Depuis la normalisation des relations entre le Maroc et l’Etat hébreu en décembre 2020, concrétisées en octobre 2021 par un accord de coopération militaire, Rabat a multiplié ses commandes en armement israélien. Selon La Tribune, la dernière en date consiste à l’acquisition d’un satellite espion israélien pour observation terrestre. Et ce, au nez et à la barbe de deux géants de l’aéronautique française, anciens fournisseurs attitrés du Royaume chérifien.
L’information fuitée par le quotidien économique français La Tribune est tombée au pire timing. Puisque le fait de révéler que Rabat a opté pour un choix stratégique en sélectionnant un groupe israélien pour la conception d’un nouveau satellite espion, et ce, en pleine guerre entre Israël et le Hamas, est considéré par plusieurs observateurs comme une manœuvre destinée à embarrasser les autorités marocaines auprès de sa population largement acquise à la cause palestinienne.
Des raisons politiques
D’autres y voient même la main de la France écartée de la course, dont les groupes aéronautiques ont été éconduits; malgré leur historique de coopération avec le Maroc. Pour insuffisances technologiques dans son offre ou à cause des relations tendues entre Paris et Rabat qui auraient pesé sur la décision marocaine et fait basculer la balance en faveur d’Israël? Pour preuve, Rabat aurait même refusé de recevoir des représentants de la Direction générale de l’armement (DGA), département du ministère français des Armées, qui souhaitait faire du lobbying au profit des offres des groupes français.
Le duo français sur la touche
Ainsi, selon le média français citant des sources « concordantes », le Maroc a sélectionné l’été dernier un groupe israélien, Israel Aerospace Industries (IAI); et ce, pour l’acquisition d’un nouveau satellite espion, l’Ofek-13. Un modèle d’observation doté de capacités avancées, notamment d’un radar à synthèse d’ouverture. Il devrait remplacer Mohammed-VI A, lancé en 2017 et fabriqué par le duo français composé d’Airbus Defence & Space (ADS) et de Thales Alenia Space (TAS). Ce choix intervient alors que les groupes français, anciens fournisseurs du Royaume en la matière, ont participé à l’appel d’offres pour la construction de ce satellite dernier cri.

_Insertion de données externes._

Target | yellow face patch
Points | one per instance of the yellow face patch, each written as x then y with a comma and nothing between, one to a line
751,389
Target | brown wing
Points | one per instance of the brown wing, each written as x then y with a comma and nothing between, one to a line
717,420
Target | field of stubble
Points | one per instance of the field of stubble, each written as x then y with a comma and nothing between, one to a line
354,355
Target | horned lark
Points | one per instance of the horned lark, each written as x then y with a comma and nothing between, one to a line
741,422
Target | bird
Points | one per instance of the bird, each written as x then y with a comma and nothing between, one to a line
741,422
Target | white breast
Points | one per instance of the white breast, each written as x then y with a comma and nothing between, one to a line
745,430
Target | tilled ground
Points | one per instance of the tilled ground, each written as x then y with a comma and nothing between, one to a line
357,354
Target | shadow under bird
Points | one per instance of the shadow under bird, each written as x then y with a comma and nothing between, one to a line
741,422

Il va sans dire que le duo formé par Thales et Airbus, des entreprises françaises bien établies dans le domaine de la technologie spatiale, comptait bien remporter une nouvelle fois ce marché. Mais Rabat, à la surprise générale, opta pour la technologie israélienne dans le choix de son nouveau satellite.
Pour rappel, les deux satellites français baptisés Mohammed VI A-B ont été acquis par le Maroc en 2013 pour un contrat conséquent de plus de 500 millions d’euros. Il s’agit d’un système composé de deux satellites de reconnaissance et d’observation de la Terre (A et B) de type Pléiades. Le premier satellite a été lancé en novembre 2017, puis le second un an plus tard, en novembre 2018.
A savoir que Thales avait fourni la charge utile, comprenant l’instrument optique, le sous-système de transmission d’images et le segment sol pour le traitement et la production d’images. Tandis qu’Airbus était en charge de son intégration, ainsi que de la fourniture de la plateforme et du segment sol pour la planification des missions et le contrôle du satellite.
Copinage
Mais qui est l’heureux élu ayant supplanté les deux géants de l’aéronautique française? Il s’agit selon les informations fournies par La Tribune, du groupe israélien Israel Aerospace Industries actif dans les secteurs de la défense et de l’aérospatiale. Le groupe IAI fabrique des systèmes de pointe pour la cyber-sécurité, la sécurité aérienne, spatiale, maritime, terrestre et intérieure; ainsi que des avions militaires et des hélicoptères. Son expertise englobe des systèmes et des solutions dans des domaines aussi divers que les satellites de reconnaissance et les radars, s’étendant à tous les aspects de la commande, du contrôle, et des communications, y compris dans les sphères de l’informatique et de la cybernétique.
Toujours selon la même source, Amir Peretz, le PDG d’Israel Aerospace Industries, ancien ministre de la défense israélienne d’origine marocaine, aurait sans aucun doute joué un rôle déterminant dans cette préférence pour le contact avec Israël plutôt qu’avec la France.
« La réussite des industriels tricolores à l’export reste dépendante des relations bilatérales qu’entretiennent la France et son président vis-à-vis du pays qui lance un appel d’offres ». Telle est la situation que déplore à juste titre La Tribune.